Как-то сидели Оголтелов с Краеугольным на лавочке во дворе, потому что они оба были почтенного возраста, и кроме своего двора посещали только недалекий магазин. Краеугольный, в отличие от Оголтелова, был мясист, малоразговорчив, а выражение имел как бы бессмысленное, включая не только взгляд, но еще нос и уши. Лавочка стояла против мусорных контейнеров, по старинному — помойки, и, ежели приглядеться, можно было заметить какой-нибудь журнал с яркой обложкой. Извлекал его обычно Оголтелов, стряхивал сор, разглаживал, и оба старика внимательно смотрели картинки. И вот тут, то есть в один малооблачный летний день, когда они сидели на скамейке и листали «Работницу», Оголтелову открылось, что они с Краеугольным друзья по несчастью. Соседи как раз изучали лощеную бабенку, само собой, подраздетую, с копной волос и жадными глазищами, а Краеугольный возьми да скажи: «Завидую я мужикам с красивыми именами — их женщины любят. А я как , бывало, назову себя — Пантелеймон, — так улыбочка, и прощается. Жил бы в деревне, может и женился бы, а как приехал в город, так улыбочка, а то и прямо тебе смешок в морду. Из-за этого и бобылем остался, некому фамилию передать. Я уж иначе пробовал: как познакомлюсь, старался сначала ее, фамилию, назвать. Как раньше господа представлялись. Так нет же: а как, мол, вас зовут...»

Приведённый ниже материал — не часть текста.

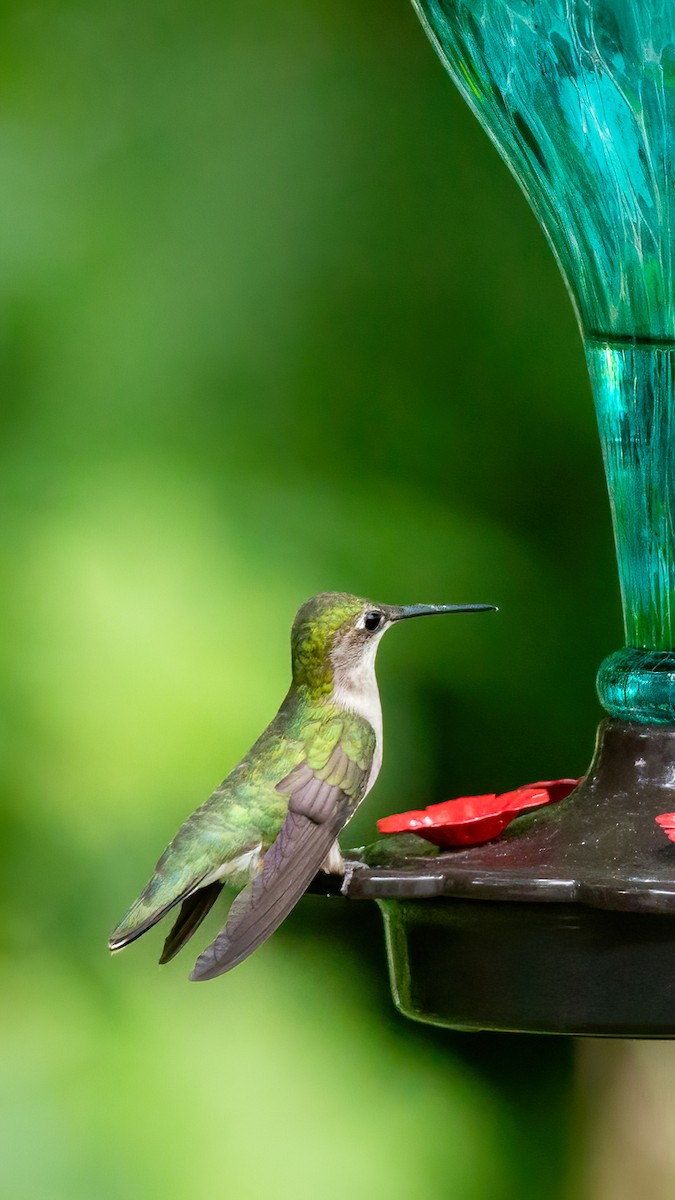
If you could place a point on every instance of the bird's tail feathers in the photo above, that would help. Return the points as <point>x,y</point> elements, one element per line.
<point>193,910</point>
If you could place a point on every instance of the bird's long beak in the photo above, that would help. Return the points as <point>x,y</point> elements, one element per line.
<point>431,610</point>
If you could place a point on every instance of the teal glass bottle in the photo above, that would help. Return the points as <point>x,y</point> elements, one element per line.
<point>579,99</point>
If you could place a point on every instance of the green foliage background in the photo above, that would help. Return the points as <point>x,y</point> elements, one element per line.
<point>274,318</point>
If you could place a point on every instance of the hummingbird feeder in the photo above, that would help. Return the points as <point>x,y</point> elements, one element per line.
<point>566,922</point>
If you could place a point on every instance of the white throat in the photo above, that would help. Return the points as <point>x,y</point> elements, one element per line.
<point>356,690</point>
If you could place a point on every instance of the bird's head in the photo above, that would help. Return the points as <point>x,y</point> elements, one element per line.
<point>335,636</point>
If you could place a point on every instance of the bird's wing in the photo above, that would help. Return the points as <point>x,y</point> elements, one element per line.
<point>323,791</point>
<point>198,850</point>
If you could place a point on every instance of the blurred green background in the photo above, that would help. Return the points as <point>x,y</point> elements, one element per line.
<point>274,319</point>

Имя у Оголтелова было обычное и никаких смешливых чувств не вызывало. «Так что мне еще повезло в этой жизни», — подумал он, выпрямив спину и вспомнив про свою еще бодрую Машу. В это время из их подъезда вышел Абрам Исаакович Кацнельсон, тоже говоривший, что он ветеран. Жил он в трехкомнатной квартире: с женой, сыном, дочерью, снохой и двумя внуками. «С таким именем, да отчеством, да фамилией лучше обратно в матернюю утробу и боле не вылезать на свет, — согласно подумали они оба, — но ведь живет себе, хоть бы что, и еврюшек нарожал... Вот народец!» — опять согласно подумали Оголтелов с Краеугольным и с недоброй завистью посмотрели вслед Абраму Исааковичу, впрочем и с некоторым любопытством.